Given they’re one of the most seismic bands the UK ever produced, Queen had quite the peppered relationship when it came to the US.
Their fame in the country was an incredibly complex thing to define, marked often by the highest of highs but similarly the lowest of lows. While their success on home shores could be seen as a steady line that only continued to rise until they were megastars, their reception in the American landscape seemed to chop and change with the wind.
The fleeting period of the late 1970s and early ‘80s was, to all intents and purposes, the only real shot at acclaim that Queen ever experienced while Statside, with 1980’s The Game hands-down becoming their peak of popularity, being their only album that would ever top the charts in the US.
But thereafter, what would otherwise be considered a huge boost of momentum transpired into becoming much more of a mixed picture. As the ‘80s wore on, the prospect of decisively conquering the States became increasingly harder to grasp, and by the time it reached 1984, it was all but impossible.
However, the slightly ironic thing was that as they were watching their US popularity implode somewhat, Queen weren’t watching the battle losses from the comfort blanket of their own native homes. They were right in the heart of the war. Indeed, that was the year they recorded their only album that would ever be committed to tape on American shores.
Yet just because The Works had US origins from the Record Plant studios in Los Angeles, that may have been the making of its demise. It also wasn’t helped by the video for ‘I Want to Break Free’– a clear parodial take on British comedy and female characters to the rest of the world, but a humour that didn’t translate in the States at all.
As such, having been flung into exile to a certain extent, the band backed out of plans to tour The Works in the US, and consequently sacrificed any hopes of success they might have had there. It transpired that recording in LA was not the making of four transatlantic icons, but an omen for them of the decline that was to come.

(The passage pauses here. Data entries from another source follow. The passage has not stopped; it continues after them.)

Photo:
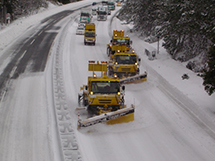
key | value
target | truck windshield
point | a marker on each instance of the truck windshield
(121, 41)
(85, 14)
(90, 34)
(102, 13)
(105, 86)
(126, 59)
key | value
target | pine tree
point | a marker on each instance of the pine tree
(209, 77)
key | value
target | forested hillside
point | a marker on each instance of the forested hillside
(187, 28)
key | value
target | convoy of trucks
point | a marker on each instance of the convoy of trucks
(103, 96)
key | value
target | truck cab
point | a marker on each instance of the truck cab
(102, 93)
(90, 34)
(124, 64)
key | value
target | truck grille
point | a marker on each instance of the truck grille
(105, 101)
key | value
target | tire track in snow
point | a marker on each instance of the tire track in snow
(67, 139)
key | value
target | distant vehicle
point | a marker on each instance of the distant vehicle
(90, 34)
(94, 11)
(94, 3)
(111, 6)
(85, 17)
(104, 3)
(109, 12)
(102, 14)
(80, 30)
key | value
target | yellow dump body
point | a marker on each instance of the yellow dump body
(103, 98)
(119, 42)
(104, 92)
(124, 64)
(90, 34)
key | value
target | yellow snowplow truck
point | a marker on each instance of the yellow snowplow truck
(90, 34)
(104, 98)
(126, 66)
(119, 42)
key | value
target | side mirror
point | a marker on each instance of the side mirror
(130, 41)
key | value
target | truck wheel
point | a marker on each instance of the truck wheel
(108, 51)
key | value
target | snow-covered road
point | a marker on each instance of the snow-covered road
(169, 123)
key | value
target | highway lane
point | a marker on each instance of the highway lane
(31, 51)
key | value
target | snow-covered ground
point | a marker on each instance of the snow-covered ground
(174, 118)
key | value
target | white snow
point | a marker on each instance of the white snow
(174, 118)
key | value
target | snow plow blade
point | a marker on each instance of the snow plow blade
(134, 79)
(119, 116)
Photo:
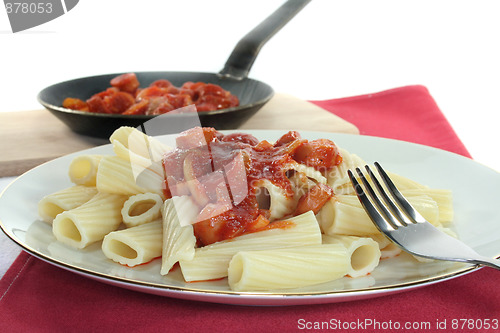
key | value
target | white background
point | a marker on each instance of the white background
(331, 49)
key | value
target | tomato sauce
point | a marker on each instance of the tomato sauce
(126, 97)
(207, 164)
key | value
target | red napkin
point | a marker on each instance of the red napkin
(35, 296)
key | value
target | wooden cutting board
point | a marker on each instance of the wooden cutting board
(30, 138)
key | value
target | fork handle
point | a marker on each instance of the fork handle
(493, 263)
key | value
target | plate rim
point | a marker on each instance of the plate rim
(243, 298)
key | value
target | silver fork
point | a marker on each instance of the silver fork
(400, 222)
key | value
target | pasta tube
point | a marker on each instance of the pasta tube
(178, 238)
(363, 253)
(139, 143)
(89, 222)
(344, 215)
(287, 268)
(212, 261)
(138, 162)
(141, 208)
(115, 175)
(55, 203)
(83, 169)
(274, 198)
(134, 246)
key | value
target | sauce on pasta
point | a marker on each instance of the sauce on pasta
(221, 172)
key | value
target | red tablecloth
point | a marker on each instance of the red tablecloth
(35, 296)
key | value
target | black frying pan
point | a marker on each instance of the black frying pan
(233, 77)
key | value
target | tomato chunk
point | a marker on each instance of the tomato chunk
(126, 82)
(321, 154)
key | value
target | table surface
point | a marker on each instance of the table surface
(329, 50)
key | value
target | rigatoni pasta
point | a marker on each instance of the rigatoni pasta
(363, 253)
(212, 261)
(90, 222)
(83, 169)
(286, 268)
(141, 208)
(55, 203)
(265, 216)
(134, 246)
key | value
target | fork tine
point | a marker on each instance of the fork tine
(380, 221)
(401, 217)
(400, 199)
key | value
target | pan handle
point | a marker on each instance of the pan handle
(244, 54)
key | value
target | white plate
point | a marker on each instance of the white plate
(476, 222)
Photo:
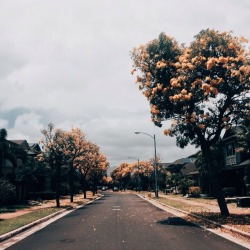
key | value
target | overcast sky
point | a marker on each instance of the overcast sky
(68, 62)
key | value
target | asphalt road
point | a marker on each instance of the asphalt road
(122, 221)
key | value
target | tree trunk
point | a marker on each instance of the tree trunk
(71, 183)
(214, 178)
(84, 191)
(58, 185)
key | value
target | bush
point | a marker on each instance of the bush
(194, 191)
(7, 192)
(229, 191)
(43, 195)
(65, 189)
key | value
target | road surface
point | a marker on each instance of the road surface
(122, 221)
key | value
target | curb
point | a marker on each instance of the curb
(232, 229)
(10, 234)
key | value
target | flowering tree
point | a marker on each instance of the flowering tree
(202, 88)
(75, 149)
(98, 169)
(53, 154)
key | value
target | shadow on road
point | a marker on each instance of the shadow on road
(176, 221)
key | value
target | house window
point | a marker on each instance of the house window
(230, 149)
(231, 156)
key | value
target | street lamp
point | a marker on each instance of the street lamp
(155, 167)
(138, 166)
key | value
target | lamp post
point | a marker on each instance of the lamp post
(155, 167)
(138, 166)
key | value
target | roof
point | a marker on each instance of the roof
(22, 143)
(188, 168)
(244, 163)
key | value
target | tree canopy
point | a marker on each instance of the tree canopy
(202, 88)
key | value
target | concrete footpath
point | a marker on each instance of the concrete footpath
(208, 207)
(66, 207)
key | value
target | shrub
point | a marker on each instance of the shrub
(7, 192)
(194, 191)
(229, 191)
(43, 195)
(65, 189)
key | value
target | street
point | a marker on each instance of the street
(122, 221)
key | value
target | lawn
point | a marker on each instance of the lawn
(12, 224)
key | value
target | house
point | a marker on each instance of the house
(24, 171)
(236, 169)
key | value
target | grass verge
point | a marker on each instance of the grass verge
(12, 224)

In that sense, even though it was a pretty enormous cutting of losses on a geographical scale, Queen were more than happy to return, if a little battered and bruised in the process, to their home shores and be lapped up as the regal giants they always set out to be. America just proved to be 50 states too far – but the battle wasn’t conceded without a bloody good fight.
From then on, Queen never particularly came back to the US, nor, to be fair, would they probably want to. In a lot of ways, they already had enough on their plates, between band tensions and questions about the future. But with a behemoth monster in the form of Live Aid just on the horizon, there wasn’t time to mourn their losses for long.